A 2026 network meta-analysis in Endocrinology, Diabetes & Metabolism specifically looked at novel amylin-based therapies for weight management in adults without diabetes — pooling data across these emerging agents to compare their relative efficacy.
Why a Dual-Mechanism Approach Makes Sense
GLP-1 agonists primarily work through gut-brain signaling via the vagus nerve and GLP-1 receptors in the hypothalamus. Amylin works differently — through brainstem receptors and a distinct neural circuit. According to a 2024 expert review in Expert Review of Clinical Pharmacology, amylin analogs for obesity without diabetes represent both a present and future opportunity, with the combination approach being particularly promising because the two pathways appear to be additive rather than redundant.
A 2025 systematic review in Pharmacological Reviews on emerging pharmacotherapies for obesity placed amylin analogs prominently in the next generation of treatments, alongside GIP/GLP-1 dual agonists and triple agonists.
The broader picture, as Nature reported in September 2025: the obesity drug market is evolving fast, and combination regimens hitting multiple satiety pathways simultaneously are a core part of where the science is heading.
What This Means for You
- Amylin analogs are not yet FDA-approved for obesity — cagrilintide, eloralintide, and petrelintide are all still in clinical trials.
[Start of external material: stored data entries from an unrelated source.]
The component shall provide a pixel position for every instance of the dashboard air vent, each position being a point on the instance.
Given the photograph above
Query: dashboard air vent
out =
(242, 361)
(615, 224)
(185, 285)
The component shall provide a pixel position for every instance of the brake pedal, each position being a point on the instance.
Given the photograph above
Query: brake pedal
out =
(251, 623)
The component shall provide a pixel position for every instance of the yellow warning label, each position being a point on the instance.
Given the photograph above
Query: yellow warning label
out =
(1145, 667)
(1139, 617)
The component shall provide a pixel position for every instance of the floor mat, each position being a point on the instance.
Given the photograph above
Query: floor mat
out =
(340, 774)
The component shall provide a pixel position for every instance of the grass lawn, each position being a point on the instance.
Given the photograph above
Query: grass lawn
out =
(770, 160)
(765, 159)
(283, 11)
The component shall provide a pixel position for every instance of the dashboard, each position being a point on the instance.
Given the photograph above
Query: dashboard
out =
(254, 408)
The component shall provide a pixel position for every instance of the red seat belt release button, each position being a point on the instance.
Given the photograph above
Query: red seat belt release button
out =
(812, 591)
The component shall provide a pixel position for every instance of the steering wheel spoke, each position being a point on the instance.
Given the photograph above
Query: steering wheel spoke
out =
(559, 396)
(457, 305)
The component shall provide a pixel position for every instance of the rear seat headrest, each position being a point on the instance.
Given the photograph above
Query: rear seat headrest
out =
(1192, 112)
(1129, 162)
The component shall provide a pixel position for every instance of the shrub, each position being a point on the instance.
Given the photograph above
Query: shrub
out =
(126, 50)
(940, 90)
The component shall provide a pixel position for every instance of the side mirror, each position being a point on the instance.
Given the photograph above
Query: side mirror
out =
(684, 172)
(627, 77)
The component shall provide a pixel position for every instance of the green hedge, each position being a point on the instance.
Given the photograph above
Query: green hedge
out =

Nothing to ask your prescriber about yet, but worth tracking.
- CagriSema (cagrilintide + semaglutide) has Phase 3 data in NEJM — if you're already on or considering semaglutide, this combination is the most likely near-term option to watch.
- The "one drug" era may be ending. Just as cardiologists use combination therapy for blood pressure, obesity medicine appears to be moving toward multi-mechanism combinations. That's not a sign the current drugs don't work — it's how medicine matures.
Not medical advice. Talk to your prescriber about your specific situation, medications, and health history.